Die etwa neun Kilometer lange Tram vom Romanplatz durch die Fürstenrieder Straße und bis weiter zum U-Bahnhof Aidenbachstraße mit 17 neuen Haltestellen steht bei den Gegnern aus vielen Gründen in der Kritik. Der Stau werde sich noch verschlimmern, fürchten sie. Für Schulkinder werde es gefährlicher als heute mit dem Bus. Der Lärm nehme zu. Außerdem geht etwa die Initiative „Contra TramWest“ von Baukosten um die 200 Millionen Euro aus – deutlich mehr als von der MVG veranschlagt. Diese kalkuliert aktuell mit 75 Millionen Euro.
Die Westtangenten-Gegner außerhalb und innerhalb des Rathauses zeigen sich sehr zufrieden mit den zwei Sätzen aus dem schwarz-roten Papier. Zum Beispiel CSU-Stadtrat Otto Seidl. „Die neue Planung muss ja jetzt beinhalten, dass es keinerlei verkehrlichen Rückbau geben muss“, sagt er. „Allein das sagt ja schon, dass es im Ergebnis niemals eine Trambahn geben wird.“ Die CSU habe sich in den Verhandlungen durchgesetzt. Die Westtangente sei faktisch tot.
Die Befürworter lesen den Passus vollkommen gegensätzlich. Der Grünen-Verkehrsexperte Paul Bickelbacher etwa zeigt sich überzeugt, dass die Trambahn kommt. Auch Andreas Nagel von der „Aktion Münchner Fahrgäste“ ist sich sicher: „Die Westtangente wird gebaut.“ SPD-Chef Hans-Ulrich Pfaffmann sagte unserer Zeitung am Freitag: „Wir haben fest vereinbart, dass die Tram-Westtangente kommt, wenn sie den Verkehr nicht wesentlich beeinflusst.“ Herauszufinden, ob und wie das möglich ist, sei jetzt Aufgabe der Planer.

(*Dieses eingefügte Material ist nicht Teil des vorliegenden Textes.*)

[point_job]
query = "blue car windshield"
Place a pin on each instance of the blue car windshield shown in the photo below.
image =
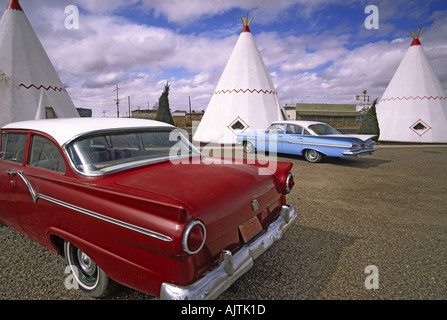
(322, 129)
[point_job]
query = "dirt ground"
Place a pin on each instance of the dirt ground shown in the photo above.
(388, 210)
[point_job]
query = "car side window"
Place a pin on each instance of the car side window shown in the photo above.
(276, 129)
(13, 147)
(44, 154)
(306, 132)
(293, 129)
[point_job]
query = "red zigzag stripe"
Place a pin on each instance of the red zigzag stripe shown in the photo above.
(42, 87)
(414, 98)
(246, 90)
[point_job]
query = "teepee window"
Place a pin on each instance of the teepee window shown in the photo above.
(420, 127)
(238, 125)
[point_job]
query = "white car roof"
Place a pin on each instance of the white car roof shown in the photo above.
(64, 130)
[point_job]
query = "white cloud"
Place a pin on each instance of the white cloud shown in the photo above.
(315, 67)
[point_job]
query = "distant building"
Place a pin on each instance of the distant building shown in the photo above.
(343, 114)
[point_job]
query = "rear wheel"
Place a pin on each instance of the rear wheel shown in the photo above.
(88, 275)
(313, 156)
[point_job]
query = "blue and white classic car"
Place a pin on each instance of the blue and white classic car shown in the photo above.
(312, 139)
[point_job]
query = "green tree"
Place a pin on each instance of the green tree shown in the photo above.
(163, 112)
(370, 125)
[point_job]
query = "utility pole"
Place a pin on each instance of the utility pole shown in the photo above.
(117, 102)
(190, 115)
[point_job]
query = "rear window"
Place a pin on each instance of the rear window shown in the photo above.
(13, 147)
(106, 152)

Bei der MVG scheint man sich nicht so sicher zu sein, was von der schwarz-roten Vereinbarung zu halten ist. „Eine Beibehaltung des Status quo in der Fürstenrieder Straße gibt es nicht!“, lässt MVG-Chef Herbert König mitteilen. „Wenn nichts passiert, nimmt der Autoverkehr dort in den nächsten Jahren noch weiter zu und das bedeutet noch mehr Stau.“ Besser könne es nur werden, wenn man mit einer neuen Tram den Autoverkehr reduziere. „Dazu muss die Tram aber schnell und pünktlich sein, also unbehindert fahren können.“ Das klingt nicht, als fände König es sinnvoll, wenn etwa doch nicht zwei der sechs aktuellen Fahrspuren wegfallen sollten. Andererseits hatte er sich kürzlich zuversichtlich gezeigt, eine Lösung vorschlagen zu können, die die Situation für Autofahrer nicht verschlechtert.
Bleibt die Frage, was passiert, wenn CSU und SPD sich letztlich nicht einigen können. Fahrgast-Vertreter Nagel sieht trotzdem kein großes Problem: „Es gibt ja keinen Koalitionszwang mehr“, verweist er darauf, dass Schwarz-Rot sich ein loses Bündnis nennt. Rot-Grün und die ÖDP, soll das heißen, könnten das Projekt alleine durchsetzen. Der Haken: SPD-Chef Pfaffmann verweist auf das Wörtchen „Konsens“ in den zwei schwarz-roten Sätzen. „Wir müssen uns gemeinsam entscheiden“, sagt er. Nagel aber hat auch schon einen Plan in der Schublade, falls der Stadtrat sich wirklich gegen die Tram entschiede. Dann starte man eben ein Bürgerbegehren, sagt er. Die Befürworter sind sich sicher, dass sie die Bevölkerung auf ihrer Seite haben. Die Gegner gehen vom Gegenteil aus. Noch so ein Punkt, den man ganz unterschiedlich einschätzt.